И Петр Николаевич начал рассказывать о том, о чем Вера уже не раз слышала, но она не прерывала его, наверно и потому, что перед ней стопкой лежали тетради, которые прежде она и в руках не держала. Сидела и тихонечко перелистывала первую тетрадь, прадедовскую. А дедушка говорил о том, чего и сам он не видел и видеть не мог, хотя ему не раз казалось, что он не только помнил, но и пережил то время, те события, о которых вот так же и ему рассказывал его отец. Говорил Петр Николаевич медленно, делал продолжительные передышки, однако в речи его были и здравый смысл, и последовательность, и логика:
– Отец мой, Николай Александрович, был доброй души человек, и больше всего на земле любил он Церковь и семью. Был он, кроме всего, церковный староста и на клиросе пел. И всегда сожалел, что не смог стать священником… Потому и хотел, чтобы я во что бы то ни стало выучился на клирика. С малых лет я бывал у Бориса и Глеба как дома: пел с отцом в хоре, прислуживал алтарником и готовился у отца диакона к поступлению в духовное училище. Так все и получилось бы, да помешала война. В 1914 году отца мобилизовали. Перед отправкой на фронт он уединился со мной и сказал памятные на всю жизнь слова…

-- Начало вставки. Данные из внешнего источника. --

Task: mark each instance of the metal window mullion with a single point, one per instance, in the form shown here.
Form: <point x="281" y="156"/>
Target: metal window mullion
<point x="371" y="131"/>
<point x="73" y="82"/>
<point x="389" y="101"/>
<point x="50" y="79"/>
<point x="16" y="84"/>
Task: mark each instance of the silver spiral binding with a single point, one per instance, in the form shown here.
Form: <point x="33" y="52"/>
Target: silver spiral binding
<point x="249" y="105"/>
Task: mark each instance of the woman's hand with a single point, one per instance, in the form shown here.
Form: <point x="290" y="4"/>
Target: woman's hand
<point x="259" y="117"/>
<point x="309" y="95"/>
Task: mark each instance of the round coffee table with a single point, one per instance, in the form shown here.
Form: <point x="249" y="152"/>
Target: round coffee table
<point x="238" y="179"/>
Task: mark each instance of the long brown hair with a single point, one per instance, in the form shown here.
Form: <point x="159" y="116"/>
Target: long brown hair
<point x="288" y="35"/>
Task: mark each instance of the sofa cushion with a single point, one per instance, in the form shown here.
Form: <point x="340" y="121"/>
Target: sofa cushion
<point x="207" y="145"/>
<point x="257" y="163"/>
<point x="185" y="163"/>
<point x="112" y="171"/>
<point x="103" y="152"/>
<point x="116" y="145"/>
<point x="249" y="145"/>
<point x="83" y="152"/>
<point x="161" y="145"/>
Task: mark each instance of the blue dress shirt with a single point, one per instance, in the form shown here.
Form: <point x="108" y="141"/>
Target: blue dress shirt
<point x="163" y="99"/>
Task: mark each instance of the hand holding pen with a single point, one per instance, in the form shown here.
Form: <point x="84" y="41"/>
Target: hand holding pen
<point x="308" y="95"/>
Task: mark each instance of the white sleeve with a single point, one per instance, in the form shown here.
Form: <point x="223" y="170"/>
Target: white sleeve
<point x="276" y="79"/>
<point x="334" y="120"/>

Ему казалось, он говорил и говорил… Однако Петр Николаевич молчал – долго и как-то затаенно, и когда Вера уже хотела окликнуть его, он вдруг всхрапнул – и потекла по комнате песня спящего человека.
«Вот и хорошо, – подумала Вера, – пусть отдохнет – он ведь теперь как ребенок, ночь со днем путает».
Тетради были объемистые, разного формата – всего десять. И только первая тетрадь, прадедова, походила на старую медицинскую карту, к которой подшивали, подшивали листки, и в конце концов она превратилась в разбухший потрепанный сборник.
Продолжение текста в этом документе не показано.